Rachel de Queiroz: o peso do saber

Selo com a imagem da escritora Rachel de Queiroz.
Imagem: Selo com a imagem da autora Rachel de Queiroz. O texto no topo diz: "Emissão conjunta Sérvia–Brasil: Literatura / Rachel de Queiroz (1910–2003)"
Crédito: http://www.wnsstamps.post/en/stamps/RS053.11, Public domain, via Wikimedia Commons

 

por Sarita Borelli*

Que a literatura nos surpreende, isso é um lugar-comum. Que ainda me surpreendo com encontros inesperados, a cada livro começado, também. Porém, sinto a necessidade de falar sobre esses encontros.
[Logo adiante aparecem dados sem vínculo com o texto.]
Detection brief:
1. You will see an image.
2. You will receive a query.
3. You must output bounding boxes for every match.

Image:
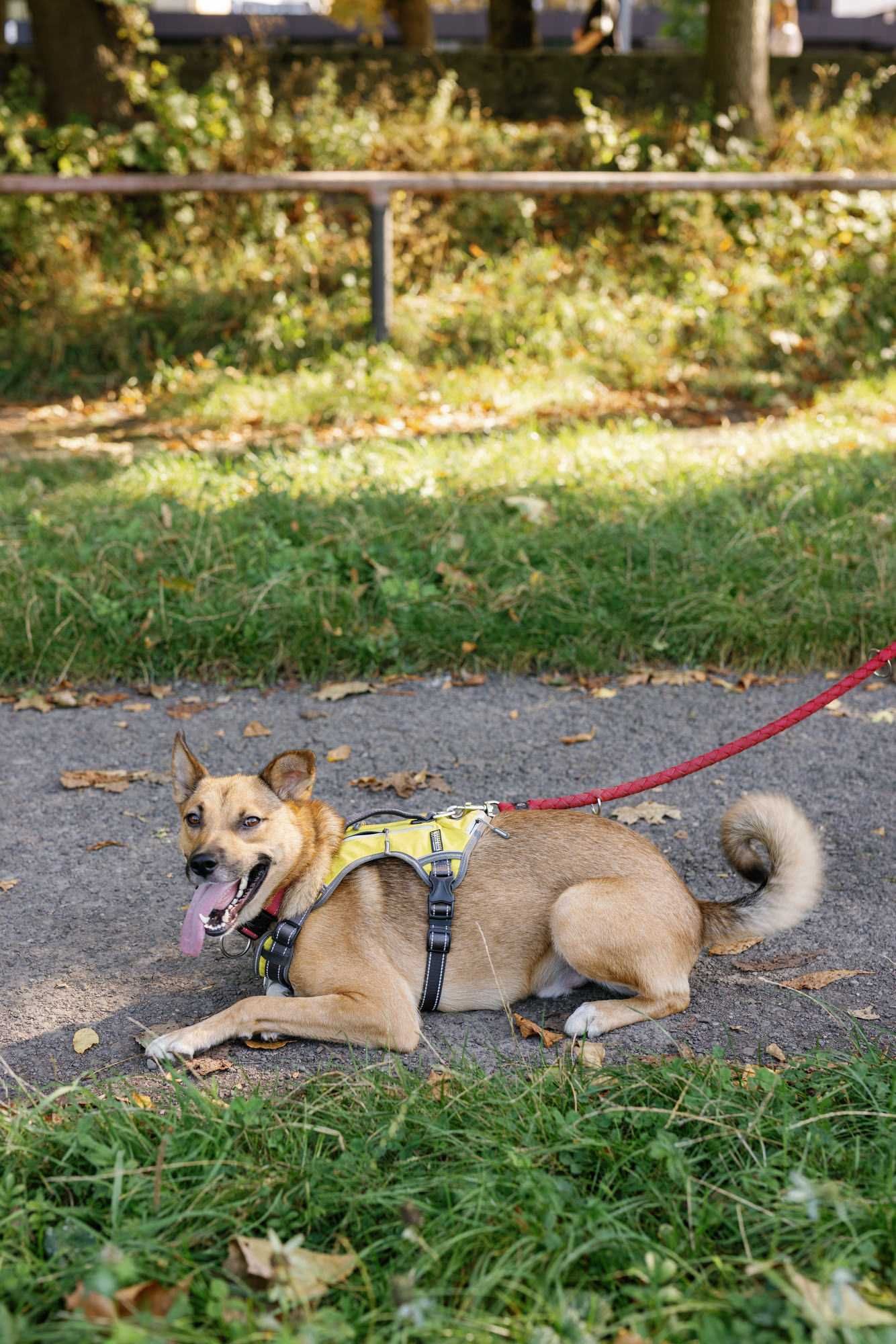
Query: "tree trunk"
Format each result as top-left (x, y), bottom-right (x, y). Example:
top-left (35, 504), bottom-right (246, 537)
top-left (387, 0), bottom-right (433, 51)
top-left (489, 0), bottom-right (537, 51)
top-left (707, 0), bottom-right (775, 136)
top-left (28, 0), bottom-right (133, 126)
Na escola, Ensino Médio, a professora nos orientou a estudarmos, em grupo, grandes obras da literatura brasileira. Tinha de tudo, com o recorte do regionalismo. Ali, meu grupo conheceu Jorge Amado e fizemos um seminário, talvez um pouco constrangedor por conta das menções a sexo no livro, sobre a obra Capitães de areia (1937).

Havia um outro grupo que fez um seminário sobre O quinze (1930), de Rachel de Queiroz. E este, até então, foi o meu parco contato com a obra dessa autora. 

Depois de uma graduação em Letras e uma pós em Português: Língua e Literatura, esse cenário de conhecimento em relação à autora continuou até este ano, em que resolvi dar uma chance para a literatura dita “regional” e saquei da estante o livro Dôra, Doralina (1975).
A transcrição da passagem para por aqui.